Арбат - Юрий Вигорь
Шрифт:
Интервал:
Закладка:
— Ну а зампрефекта?
— Этот человек запутался. Он столько настрадался на Земле, он так издергался, он столько сожалел о своих промашках и неблаговидных делах, что еще при жизни сам устроил себе казнь. Он и здесь будет казнить себя и страдать три, четыре сотни лет… Поверьте, идеальных людей на Земле нет и во всем есть мера искупления. Вы торговали многими книгами, я знаю, вы начитанны, в отличие от простых смертных. Но жаль, что вы никогда не читали творений Блаженного Августина, вы никогда не брали в руки Вергилия, а жаль. Четыре душевные страсти служат началом всех грехов и пороков: желание, страх, радость и скорбь, ибо они происходят из тела.
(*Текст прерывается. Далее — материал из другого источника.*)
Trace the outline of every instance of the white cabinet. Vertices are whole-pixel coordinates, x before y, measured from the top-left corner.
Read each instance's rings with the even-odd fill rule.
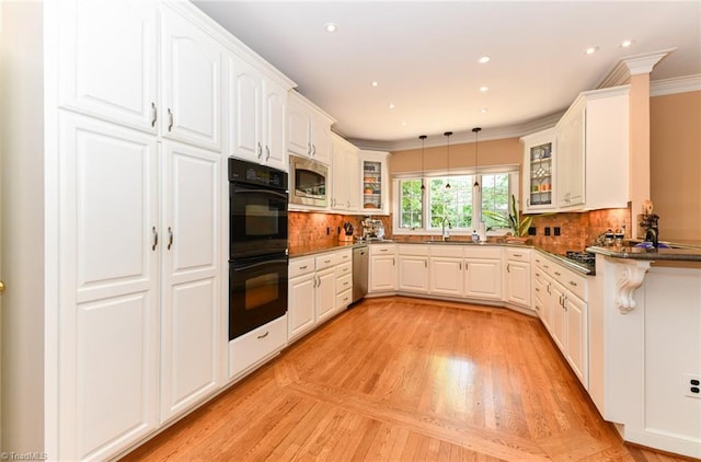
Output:
[[[331,164],[331,125],[334,122],[302,95],[290,92],[287,112],[289,151]]]
[[[360,151],[363,195],[360,211],[370,215],[389,215],[389,152]]]
[[[360,150],[337,135],[333,135],[331,169],[331,208],[357,212],[360,208]]]
[[[291,258],[288,282],[288,340],[292,342],[350,304],[350,250]]]
[[[230,56],[232,154],[287,170],[287,91],[244,59]]]
[[[507,249],[505,299],[510,303],[530,308],[530,249]]]
[[[368,292],[397,290],[397,249],[394,244],[370,245]]]
[[[399,244],[398,254],[398,289],[428,293],[428,246]]]
[[[221,150],[223,48],[169,7],[161,8],[163,136]],[[115,58],[116,59],[116,58]]]
[[[628,207],[629,91],[623,85],[583,92],[558,123],[559,207]]]
[[[158,95],[157,3],[62,3],[59,106],[154,134],[157,112],[165,113]]]
[[[521,138],[524,143],[524,209],[552,211],[555,197],[555,130],[539,131]]]
[[[290,258],[287,304],[287,335],[290,342],[311,331],[317,324],[314,314],[315,288],[314,258]]]
[[[502,299],[502,250],[498,247],[464,249],[464,297]]]
[[[163,142],[161,421],[218,385],[221,155]]]

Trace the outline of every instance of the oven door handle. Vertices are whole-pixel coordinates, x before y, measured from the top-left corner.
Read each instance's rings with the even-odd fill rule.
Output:
[[[251,189],[251,188],[234,186],[233,194],[265,194],[267,196],[276,196],[287,201],[287,193],[278,193],[276,190],[271,190],[271,189]]]
[[[258,266],[265,266],[265,265],[273,265],[273,264],[278,264],[278,263],[284,263],[287,264],[289,262],[289,258],[275,258],[275,259],[265,259],[262,262],[256,262],[256,263],[250,263],[248,265],[243,265],[243,266],[238,266],[235,265],[235,263],[233,264],[233,270],[234,272],[245,272],[248,269],[251,268],[257,268]]]

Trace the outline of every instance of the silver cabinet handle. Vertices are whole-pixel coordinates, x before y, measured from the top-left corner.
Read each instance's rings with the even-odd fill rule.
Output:
[[[156,231],[156,227],[151,227],[151,233],[153,234],[153,244],[151,245],[151,250],[156,251],[158,246],[158,231]]]
[[[151,127],[156,127],[156,120],[158,120],[158,109],[156,103],[151,103]]]

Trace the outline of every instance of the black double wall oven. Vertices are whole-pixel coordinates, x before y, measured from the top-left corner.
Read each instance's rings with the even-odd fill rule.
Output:
[[[229,158],[229,340],[287,312],[287,180]]]

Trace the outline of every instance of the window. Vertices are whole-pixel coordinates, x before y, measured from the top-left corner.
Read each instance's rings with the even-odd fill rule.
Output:
[[[399,233],[433,232],[441,229],[444,218],[458,232],[471,233],[480,220],[487,230],[506,228],[517,175],[515,171],[478,175],[480,190],[473,188],[475,175],[398,178],[394,229]]]

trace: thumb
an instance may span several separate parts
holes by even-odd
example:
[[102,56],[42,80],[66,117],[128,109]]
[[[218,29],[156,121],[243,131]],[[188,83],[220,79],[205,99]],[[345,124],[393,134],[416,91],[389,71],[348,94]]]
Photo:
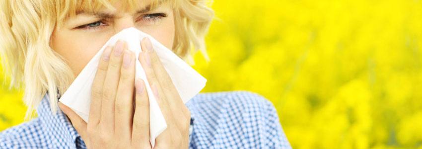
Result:
[[59,102],[59,107],[68,116],[68,117],[70,120],[70,122],[72,123],[72,125],[80,136],[83,139],[86,138],[85,137],[87,136],[86,135],[86,122],[85,122],[85,121],[77,115],[70,108],[60,102]]

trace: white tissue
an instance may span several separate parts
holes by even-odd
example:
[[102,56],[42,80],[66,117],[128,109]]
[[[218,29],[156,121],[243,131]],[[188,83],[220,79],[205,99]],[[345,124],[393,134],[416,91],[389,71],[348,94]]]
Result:
[[[125,29],[112,37],[94,56],[76,77],[59,101],[69,106],[88,122],[91,101],[91,87],[101,55],[107,46],[114,46],[118,40],[125,41],[129,50],[135,52],[138,60],[141,51],[141,41],[147,37],[151,41],[154,50],[158,55],[183,103],[186,103],[198,94],[205,86],[207,79],[195,71],[183,60],[158,41],[135,28]],[[145,82],[149,97],[150,142],[153,148],[155,139],[167,128],[161,111],[155,100],[152,91],[140,62],[136,63],[136,76]]]

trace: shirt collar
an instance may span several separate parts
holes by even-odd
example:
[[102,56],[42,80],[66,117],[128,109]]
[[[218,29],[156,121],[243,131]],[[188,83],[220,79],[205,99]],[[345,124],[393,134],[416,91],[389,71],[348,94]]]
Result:
[[[56,149],[63,145],[66,145],[66,147],[75,147],[76,148],[75,144],[77,141],[83,142],[80,136],[60,108],[57,108],[58,110],[56,113],[51,111],[49,99],[47,92],[37,109],[37,113],[44,131],[43,133],[50,138],[52,145],[54,146],[52,148]],[[57,102],[59,102],[59,100],[57,100]],[[192,100],[191,99],[190,101],[191,100]],[[192,102],[188,102],[186,105],[191,111],[190,125],[192,128],[194,126],[195,117],[195,113],[192,111],[196,111],[196,110],[194,109],[195,106],[191,103]],[[190,136],[191,136],[191,133],[192,131],[190,131]]]
[[69,147],[76,148],[75,142],[81,139],[67,117],[58,107],[53,113],[51,111],[48,93],[46,93],[37,109],[43,133],[50,140],[53,148]]

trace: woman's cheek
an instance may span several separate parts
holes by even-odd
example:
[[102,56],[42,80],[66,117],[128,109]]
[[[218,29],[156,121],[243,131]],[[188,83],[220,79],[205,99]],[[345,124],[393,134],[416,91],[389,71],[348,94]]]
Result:
[[[101,49],[107,40],[111,37],[108,36],[96,36],[91,38],[90,36],[80,36],[78,38],[72,38],[68,41],[70,44],[66,48],[69,66],[73,72],[75,76],[82,71],[89,61],[94,57]],[[95,39],[93,40],[92,39]]]

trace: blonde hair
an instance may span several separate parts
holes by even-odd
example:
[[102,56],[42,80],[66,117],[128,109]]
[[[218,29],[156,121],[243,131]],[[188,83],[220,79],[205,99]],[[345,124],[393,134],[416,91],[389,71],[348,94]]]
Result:
[[[205,0],[164,1],[173,6],[176,34],[173,50],[185,60],[192,62],[192,54],[198,50],[208,60],[204,37],[213,12]],[[5,77],[10,78],[9,88],[24,88],[27,119],[33,116],[47,92],[52,112],[55,113],[57,98],[74,78],[66,60],[51,48],[50,38],[55,27],[77,11],[112,8],[113,1],[115,0],[0,1],[0,58]],[[127,8],[133,9],[138,1],[127,0]],[[158,3],[151,1],[153,6]]]

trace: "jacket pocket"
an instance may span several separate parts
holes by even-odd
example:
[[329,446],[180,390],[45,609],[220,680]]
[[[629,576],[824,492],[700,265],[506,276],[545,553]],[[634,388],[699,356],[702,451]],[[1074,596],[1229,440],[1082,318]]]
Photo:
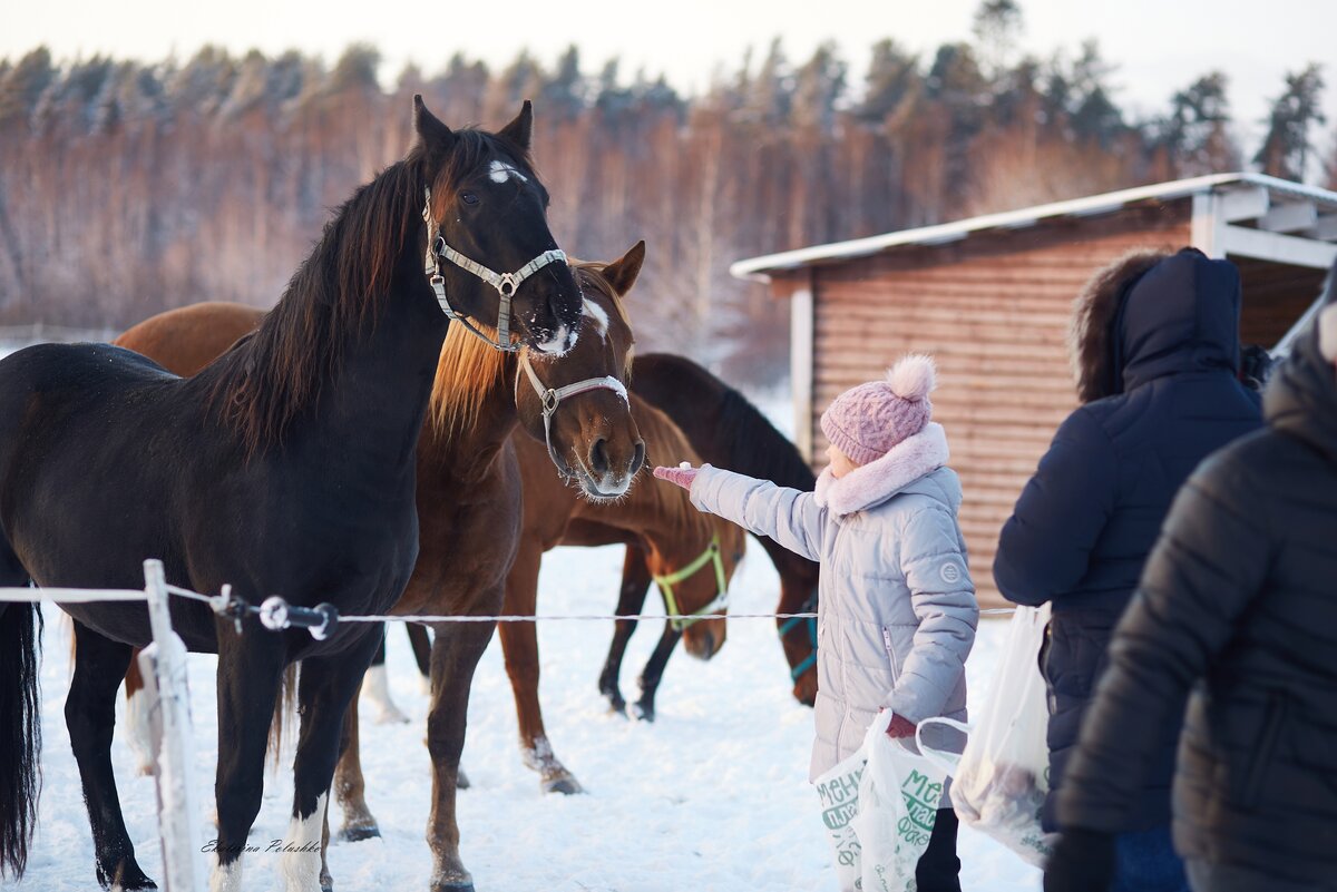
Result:
[[1258,742],[1254,745],[1241,776],[1241,808],[1254,808],[1262,796],[1262,785],[1267,777],[1267,768],[1271,766],[1271,760],[1277,753],[1277,744],[1281,741],[1281,730],[1286,724],[1289,708],[1290,700],[1286,694],[1281,692],[1267,694],[1267,708],[1263,712]]

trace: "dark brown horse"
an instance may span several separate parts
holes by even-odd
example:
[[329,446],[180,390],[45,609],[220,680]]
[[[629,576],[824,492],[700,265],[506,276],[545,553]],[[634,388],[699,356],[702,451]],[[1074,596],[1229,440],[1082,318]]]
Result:
[[[529,162],[528,104],[495,135],[451,131],[421,100],[414,124],[408,156],[336,212],[259,330],[195,377],[110,345],[39,345],[0,361],[0,584],[139,588],[143,561],[156,557],[170,582],[207,593],[230,585],[251,605],[282,593],[295,608],[362,614],[400,600],[418,550],[414,453],[447,327],[496,319],[501,330],[513,314],[527,343],[563,353],[580,319]],[[115,693],[132,649],[150,641],[147,612],[62,606],[75,620],[66,721],[98,880],[154,888],[111,765]],[[190,649],[219,657],[211,888],[234,892],[285,666],[303,666],[289,839],[310,840],[378,630],[349,624],[316,638],[269,633],[254,614],[234,629],[202,604],[174,601],[171,613]],[[33,616],[27,605],[0,610],[0,652],[31,648]],[[37,738],[9,729],[35,717],[29,669],[23,660],[0,677],[0,789],[15,793],[0,801],[0,869],[16,873],[35,813]],[[445,708],[460,716],[439,722],[441,737],[451,722],[463,732],[463,700]],[[445,849],[453,855],[453,837]],[[437,888],[469,885],[457,857],[441,861]],[[283,868],[290,892],[322,885],[305,847]]]
[[[663,410],[682,429],[702,461],[801,490],[812,490],[817,482],[794,445],[746,397],[685,357],[663,353],[638,357],[631,393]],[[671,454],[660,457],[664,461],[678,461]],[[779,573],[775,613],[816,613],[817,564],[765,535],[758,535],[757,541],[766,549]],[[628,546],[618,598],[619,616],[640,612],[655,576],[658,573],[647,566],[644,551],[634,545]],[[778,620],[777,624],[779,644],[794,684],[794,697],[812,706],[817,700],[817,622],[796,618]],[[635,621],[618,622],[608,660],[599,677],[599,690],[619,710],[624,708],[624,701],[618,689],[618,674],[627,640],[635,628]],[[655,686],[675,642],[673,628],[664,626],[659,646],[640,674],[642,714],[647,702],[652,709]]]
[[[616,498],[640,467],[644,445],[631,419],[624,391],[614,386],[626,375],[632,347],[620,295],[631,288],[644,256],[642,244],[612,264],[576,264],[584,294],[579,338],[562,357],[513,355],[452,327],[440,353],[432,413],[417,450],[420,550],[400,614],[492,616],[501,609],[503,586],[520,534],[520,467],[511,445],[517,423],[532,442],[539,474],[558,471],[590,498]],[[218,350],[233,335],[254,326],[258,310],[239,312],[225,304],[187,307],[150,319],[127,331],[120,343],[198,339]],[[213,318],[214,324],[209,323]],[[223,331],[225,326],[231,330]],[[168,334],[167,330],[175,334]],[[492,334],[488,331],[487,334]],[[225,347],[226,349],[226,347]],[[180,357],[186,357],[182,351]],[[203,357],[195,355],[194,361]],[[528,366],[528,370],[525,370]],[[544,419],[543,390],[598,382],[567,397]],[[614,382],[606,382],[612,378]],[[562,485],[559,482],[559,485]],[[433,807],[428,843],[435,856],[432,889],[472,888],[459,857],[455,819],[456,776],[464,745],[465,709],[473,670],[492,637],[492,624],[439,624],[432,652],[432,705],[428,748],[433,764]],[[348,710],[348,746],[336,795],[344,804],[345,839],[378,833],[362,796],[356,698]]]

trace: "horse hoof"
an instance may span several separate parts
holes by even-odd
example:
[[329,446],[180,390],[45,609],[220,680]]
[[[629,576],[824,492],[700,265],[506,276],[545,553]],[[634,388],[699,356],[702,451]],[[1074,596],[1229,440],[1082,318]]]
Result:
[[361,843],[362,840],[377,840],[381,837],[381,828],[376,824],[361,824],[358,827],[345,827],[338,832],[341,843]]
[[563,774],[562,777],[550,777],[540,781],[544,793],[563,793],[566,796],[574,796],[576,793],[583,793],[584,788],[580,787],[578,781],[571,774]]
[[158,888],[158,884],[144,876],[144,872],[136,864],[122,865],[120,877],[115,883],[108,881],[102,868],[98,868],[98,884],[104,889],[116,889],[118,892],[140,892],[142,889]]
Но не плоть тленная сделала душу грешницей, а грешная душа сделала плоть тленной и лишила бессмертия…
Беседа с самим Николаем Васильевичем Гоголем слегка шокировала Осю, он внимал его словам, он готов был принять на веру все что угодно, даже заблуждения великого поэта и великого мечтателя, но каково было его удивление, когда он увидел на аллее сада Данте Алигьери, автора бессмертной «Божественной комедии», так выпукло, так емко, так мелодично описавшего «Ад» и «Рай», хотя его представление о Рае и не соответствовало действительности, ни Ад, ни Рай не могли быть на Земле где-то в затерянных лесах, людишки непременно проникли бы туда и все запакостили отбросами цивилизации.
Лицо Данте было невозмутимо, он неспешно плыл по аллее под руку с Беатриче, и она что-то весело щебетала, а он делал вид, что слушает ее, но, конечно же, думал о чем-то своем, может быть, о моральном облике ангелов, малость недоливавших шампанского в бокалы. Даже здесь, в Раю, великий поэт предавался великой скорби и описывал все новые и новые любови к доннам, к неиссякаемому потоку донн, избегая низких плотских помыслов, в которых погряз великий грешник Генри Миллер. Данте был не таков. И даже в любви ему нужна была пронизывающая сердце скорбь, его сердце питали и подпитывали сугубо утраты, ибо сладостная любовь сжигала вдохновение. И он вспоминал те времена своей жизни во Флоренции, когда он был молод и соревновался с эпикурейскими вольнодумцами, отрицавшими бессмертие души, вспоминал сотрапезников-поэтов Гвидо Кавальканти, Гвидо Гвинцинелли и заразивший его, Данте Алигьери, «сладостный новый стиль»… Да, это было время сладостных заблуждений, время сладостной охоты на донн, время оттачивания рифм, время кропания сонетов, время творения «Новой жизни», давшей разгон «Божественной комедии», ибо все комедия: и жизнь, и смерть, и Рай, и Ад… И если бы не было донн, не существовало многочисленных плотских любовей к неисчислимым доннам, он не постиг бы ключевой мысли к загадке мира…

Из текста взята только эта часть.